Gli intenti genocidiari non vengono insomma nascosti e neanche sul tema del passaggio degli aiuti: “Mi vergogno di essere l’unico nel governo ad aver votato contro il trasferimento delle spedizioni (di aiuti) a Gaza attraverso Kerem Shalom. Volete umanitarismo? Restituite gli ostaggi”.

A spalleggiare i deliri di Ben Gvir vi è lo stesso Netanyahu, il quale, pur non parlando esplicitamente di ri-colonizzazione di Gaza, sostiene che il controllo civile e militare dovrà rimanere in mano sionista perché “ad un hamastan non deve succedere un fatahstan”, escludendo quindi in pratica qualsiasi autorità palestinese, anche solo di facciata.

Rispetto al tema degli ostaggi, se l’ipotesi Gallant-Gantz apre alla ricerca di un accordo per uno scambio di prigionieri con la Resistenza Palestinese, l’ipotesi estremista sembra non curarsene più di tanto. Anzi, gli estremisti sionisti sembrano puntare a prolungare la guerra finché tutti gli ostaggi non verranno uccisi sotto le stesse bombe che teoricamente vengono sganciate per “liberarli”, per poi poter procedere con ancora più vigoria verso la pulizia etnica, o “emigrazione volontaria”, secondo la terminologia ultra-sionista.

In ogni caso, il fatto che l’ondivago Netanyahu si sia schierato con loro segnala come la posizione schiettamente genocidaria dell’estrema destra religiosa gli appaia, nella sua irrazionalità, “più realistica” rispetto alle formulazioni ancora vaghe di Gallant e Gantz.

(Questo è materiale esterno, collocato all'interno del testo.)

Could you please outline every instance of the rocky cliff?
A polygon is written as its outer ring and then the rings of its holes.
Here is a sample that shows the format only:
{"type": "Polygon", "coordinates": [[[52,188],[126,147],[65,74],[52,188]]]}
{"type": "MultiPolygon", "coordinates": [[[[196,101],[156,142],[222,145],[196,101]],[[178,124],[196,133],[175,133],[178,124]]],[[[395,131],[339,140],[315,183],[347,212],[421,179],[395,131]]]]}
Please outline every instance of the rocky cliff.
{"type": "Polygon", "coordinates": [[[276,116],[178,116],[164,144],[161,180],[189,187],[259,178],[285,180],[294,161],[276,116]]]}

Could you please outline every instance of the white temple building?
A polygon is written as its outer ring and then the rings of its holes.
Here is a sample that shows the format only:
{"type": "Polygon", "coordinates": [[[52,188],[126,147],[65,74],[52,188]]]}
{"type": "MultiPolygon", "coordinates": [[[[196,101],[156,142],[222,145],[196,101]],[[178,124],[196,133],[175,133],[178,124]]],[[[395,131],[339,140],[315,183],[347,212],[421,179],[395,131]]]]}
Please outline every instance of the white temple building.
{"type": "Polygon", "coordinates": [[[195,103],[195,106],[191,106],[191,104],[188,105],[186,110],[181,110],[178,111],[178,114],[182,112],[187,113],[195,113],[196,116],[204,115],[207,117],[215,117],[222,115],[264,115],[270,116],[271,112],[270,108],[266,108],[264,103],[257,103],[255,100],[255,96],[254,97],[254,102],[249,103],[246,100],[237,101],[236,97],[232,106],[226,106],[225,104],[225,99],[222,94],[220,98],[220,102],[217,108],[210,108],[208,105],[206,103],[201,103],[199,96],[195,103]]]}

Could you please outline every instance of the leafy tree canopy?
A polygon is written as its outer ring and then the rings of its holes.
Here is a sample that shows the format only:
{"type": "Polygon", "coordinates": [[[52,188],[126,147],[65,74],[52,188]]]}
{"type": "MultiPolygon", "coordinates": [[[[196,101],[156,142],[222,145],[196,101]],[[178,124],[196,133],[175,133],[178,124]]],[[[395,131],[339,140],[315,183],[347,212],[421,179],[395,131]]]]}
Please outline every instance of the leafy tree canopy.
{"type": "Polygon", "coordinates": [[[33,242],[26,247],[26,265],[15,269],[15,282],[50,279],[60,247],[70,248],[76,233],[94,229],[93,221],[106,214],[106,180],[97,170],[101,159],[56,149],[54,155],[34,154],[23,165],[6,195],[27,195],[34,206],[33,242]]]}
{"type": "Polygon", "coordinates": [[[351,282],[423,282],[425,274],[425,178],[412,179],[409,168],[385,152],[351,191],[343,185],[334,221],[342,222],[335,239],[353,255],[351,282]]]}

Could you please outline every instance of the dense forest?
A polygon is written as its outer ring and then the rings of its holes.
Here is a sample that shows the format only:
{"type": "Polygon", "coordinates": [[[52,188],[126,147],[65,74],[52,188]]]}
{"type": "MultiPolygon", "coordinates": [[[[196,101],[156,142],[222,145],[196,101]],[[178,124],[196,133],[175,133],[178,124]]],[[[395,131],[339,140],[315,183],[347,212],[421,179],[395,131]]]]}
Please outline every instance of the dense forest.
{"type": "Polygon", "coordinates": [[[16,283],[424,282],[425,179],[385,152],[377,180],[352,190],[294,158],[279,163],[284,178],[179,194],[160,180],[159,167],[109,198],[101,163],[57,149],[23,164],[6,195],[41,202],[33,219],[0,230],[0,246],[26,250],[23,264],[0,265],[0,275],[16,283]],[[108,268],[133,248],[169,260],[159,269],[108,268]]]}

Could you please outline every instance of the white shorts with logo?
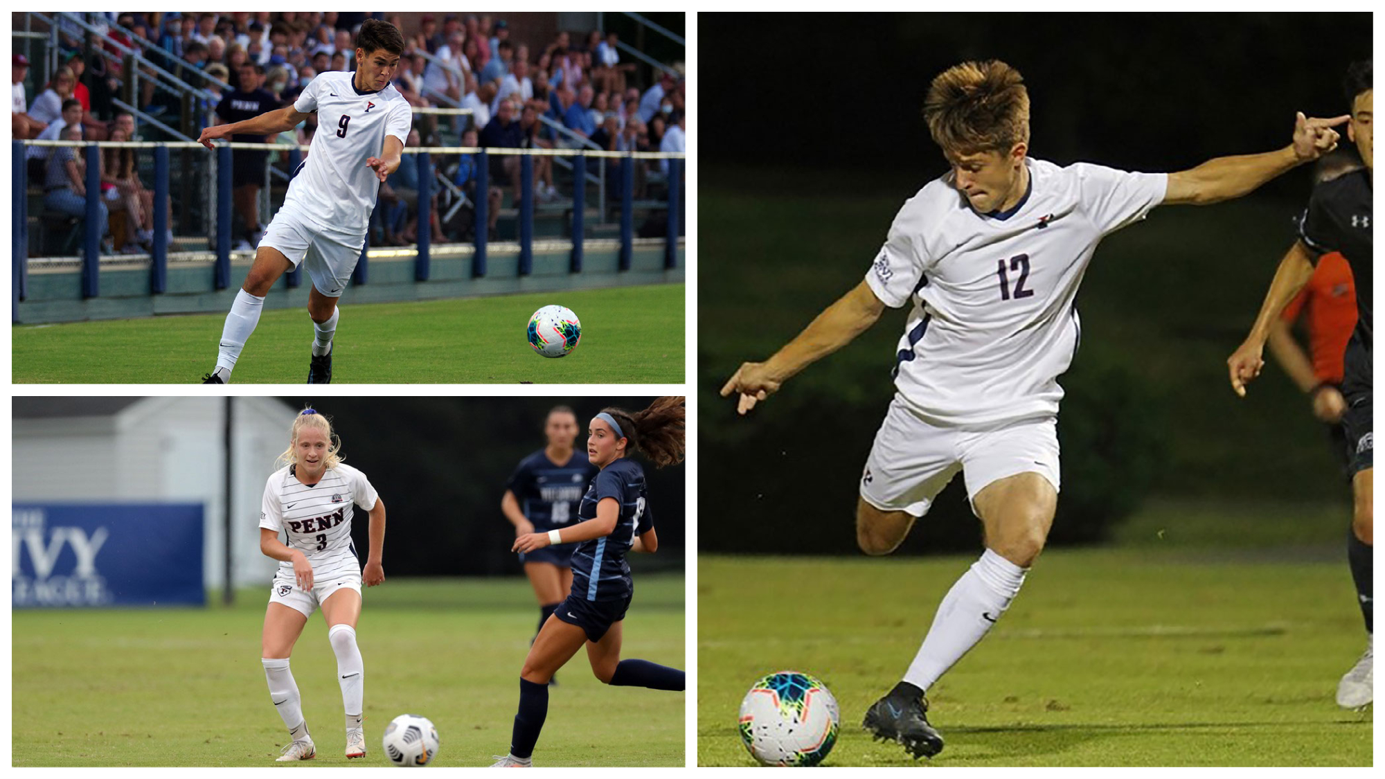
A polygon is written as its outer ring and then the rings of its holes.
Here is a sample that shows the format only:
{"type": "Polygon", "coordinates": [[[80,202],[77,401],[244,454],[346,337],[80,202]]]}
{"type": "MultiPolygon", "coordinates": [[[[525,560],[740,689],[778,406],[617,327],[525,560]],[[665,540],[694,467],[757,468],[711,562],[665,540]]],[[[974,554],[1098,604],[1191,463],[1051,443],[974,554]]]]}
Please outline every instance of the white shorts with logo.
{"type": "Polygon", "coordinates": [[[866,457],[861,498],[882,511],[921,517],[957,471],[963,471],[970,499],[994,481],[1030,471],[1058,489],[1058,420],[943,427],[896,395],[866,457]]]}
{"type": "Polygon", "coordinates": [[[360,572],[346,572],[338,577],[313,575],[313,590],[307,592],[298,586],[294,568],[280,568],[274,574],[274,584],[270,585],[269,602],[283,603],[289,609],[301,611],[303,617],[312,617],[313,611],[338,589],[355,589],[360,595],[360,572]]]}
{"type": "Polygon", "coordinates": [[[319,292],[339,298],[360,261],[366,234],[324,230],[285,207],[278,209],[265,229],[260,245],[278,250],[294,268],[302,263],[319,292]]]}

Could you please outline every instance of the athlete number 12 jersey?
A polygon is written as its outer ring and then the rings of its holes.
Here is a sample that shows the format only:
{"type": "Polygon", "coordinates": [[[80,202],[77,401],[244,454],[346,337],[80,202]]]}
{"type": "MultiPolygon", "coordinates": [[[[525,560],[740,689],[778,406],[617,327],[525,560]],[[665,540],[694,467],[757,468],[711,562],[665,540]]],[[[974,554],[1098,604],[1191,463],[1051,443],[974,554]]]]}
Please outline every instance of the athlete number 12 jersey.
{"type": "Polygon", "coordinates": [[[1101,238],[1143,219],[1168,189],[1165,173],[1025,164],[1029,191],[1004,213],[976,213],[950,175],[928,183],[866,273],[885,305],[913,299],[895,385],[938,424],[1058,413],[1058,376],[1082,334],[1082,274],[1101,238]]]}

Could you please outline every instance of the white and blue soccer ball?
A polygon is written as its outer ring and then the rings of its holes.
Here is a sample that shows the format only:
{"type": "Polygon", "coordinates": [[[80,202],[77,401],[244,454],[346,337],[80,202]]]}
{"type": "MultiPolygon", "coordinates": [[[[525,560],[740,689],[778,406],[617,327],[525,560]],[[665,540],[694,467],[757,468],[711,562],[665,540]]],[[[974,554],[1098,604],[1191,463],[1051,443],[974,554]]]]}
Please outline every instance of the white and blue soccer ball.
{"type": "Polygon", "coordinates": [[[529,345],[546,358],[565,358],[582,340],[582,323],[572,309],[543,306],[529,317],[529,345]]]}
{"type": "Polygon", "coordinates": [[[438,755],[438,728],[427,717],[400,714],[385,725],[385,757],[392,765],[428,765],[438,755]]]}
{"type": "Polygon", "coordinates": [[[765,765],[817,765],[837,744],[841,711],[827,685],[798,671],[760,678],[741,701],[741,743],[765,765]]]}

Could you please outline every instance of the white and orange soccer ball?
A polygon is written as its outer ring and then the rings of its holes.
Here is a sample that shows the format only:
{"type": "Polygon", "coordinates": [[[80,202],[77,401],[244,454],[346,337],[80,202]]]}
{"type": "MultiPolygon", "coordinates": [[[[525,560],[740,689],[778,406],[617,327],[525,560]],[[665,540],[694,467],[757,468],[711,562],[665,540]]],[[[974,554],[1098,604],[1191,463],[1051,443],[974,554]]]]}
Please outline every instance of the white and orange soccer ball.
{"type": "Polygon", "coordinates": [[[780,671],[760,678],[741,701],[741,743],[765,765],[817,765],[837,743],[841,712],[817,678],[780,671]]]}
{"type": "Polygon", "coordinates": [[[400,714],[385,726],[385,757],[392,765],[428,765],[438,755],[438,729],[427,717],[400,714]]]}
{"type": "Polygon", "coordinates": [[[582,340],[582,323],[572,309],[543,306],[529,317],[529,345],[546,358],[565,358],[582,340]]]}

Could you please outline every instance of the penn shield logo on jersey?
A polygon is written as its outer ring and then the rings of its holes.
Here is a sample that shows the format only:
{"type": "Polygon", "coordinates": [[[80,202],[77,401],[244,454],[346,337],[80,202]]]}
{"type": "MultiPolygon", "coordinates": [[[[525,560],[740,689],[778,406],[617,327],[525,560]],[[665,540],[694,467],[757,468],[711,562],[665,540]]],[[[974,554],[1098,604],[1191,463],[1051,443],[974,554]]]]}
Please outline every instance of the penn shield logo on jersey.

La Resistenza Palestinese, infatti, ha chiarito più volte che non lascerà mai il campo a paesi o entità terze che vorranno governare la Striscia di Gaza entrandovi, in pratica, a bordo dei carri armati dell’occupante. “Hamas esisteva per restare”, ha ribadito il Capo dell’Ufficio Politico dell’organizzazione sunnita Haniyeh. “Il movimento deciderà, insieme a tutte le fazioni nazionali, l’amministrazione della Striscia di Gaza dopo la guerra”.

Dal canto loro, Arabia Saudita ed Emirati Arabi Uniti, finora, hanno più volte declinato l’invito degli USA a partecipare ad una forza multinazionale che contribuisca al controllo della Striscia nel dopoguerra. Al momento, infatti, i rischi di insabbiarsi per via dell’ostilità della Resistenza Palestinese sono troppo alti. In più, lo stato sionista, attualmente, non si presenta affatto affidabile, vista l’egemonia estremista al suo interno.

Tuttavia, tale diniego non è da considerarsi definitivo. Secondo il Middle East Eye, il Bahrein, che spesso si comporta come l’appendice più filo-americana dell’Arabia Saudita, avrebbe dato la propria disponibilità agli USA.